Methods Two consecutive patients with normal EF undergoing MIDCAB surgery through LAST without CPB were evaluated. Ipsilateral (left) TRLPVB was performed upon general anesthesia induction completion with 20 ml levobupivacaine (0.25%) for each lamina of the T4 and T5 vertebrae. Postoperative pain was controlled with standardized acetaminophen and/or pentazocine boluses after surgery. Pain was graduated using the numerical rating scale (NRS). The NRS score ranges from 0 to 10, with 0 representing no pain and 10 representing the worst pain imaginable.
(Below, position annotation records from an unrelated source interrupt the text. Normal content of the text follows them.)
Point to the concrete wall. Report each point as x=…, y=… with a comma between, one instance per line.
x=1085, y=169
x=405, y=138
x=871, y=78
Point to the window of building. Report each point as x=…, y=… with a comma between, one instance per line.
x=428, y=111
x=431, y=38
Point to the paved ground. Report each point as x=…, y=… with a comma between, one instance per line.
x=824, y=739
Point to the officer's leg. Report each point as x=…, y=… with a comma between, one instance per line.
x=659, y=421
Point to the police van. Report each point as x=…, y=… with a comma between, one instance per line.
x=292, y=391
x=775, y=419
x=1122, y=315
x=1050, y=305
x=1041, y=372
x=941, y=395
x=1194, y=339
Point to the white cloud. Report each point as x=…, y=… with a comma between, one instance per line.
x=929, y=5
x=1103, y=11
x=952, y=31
Results Two patients received injection fentanyl 0.15 mg for induction. Intraoperative remifentanil was infused continuously at a rate of 4 ml/hr (2 mg/20 ml) and no increased remifentanil infusions were used between skin incision and closure during surgery. In both patients, peak of the NRS score was 8 on postoperative day (POD) 2. A first required rescue analgesics at 24 hours (h) post-TRLPVB were intravenous (IV) acetaminophen (1000 mg) in both patients. Additional required analgesics at 30 and 36h post-TRLPVB were IV pentazocine (15 mg) in Case 1 and at 47h post-TRLPVB was IV acetaminophen (1000 mg) in Case 2. From POD3 onwards both patients had less pain (NRS < 2) and required no pain medication.

Conclusions In both patients, preoperative multilevel TRLPVB was associated with decreased peri- and postoperative opioid consumption.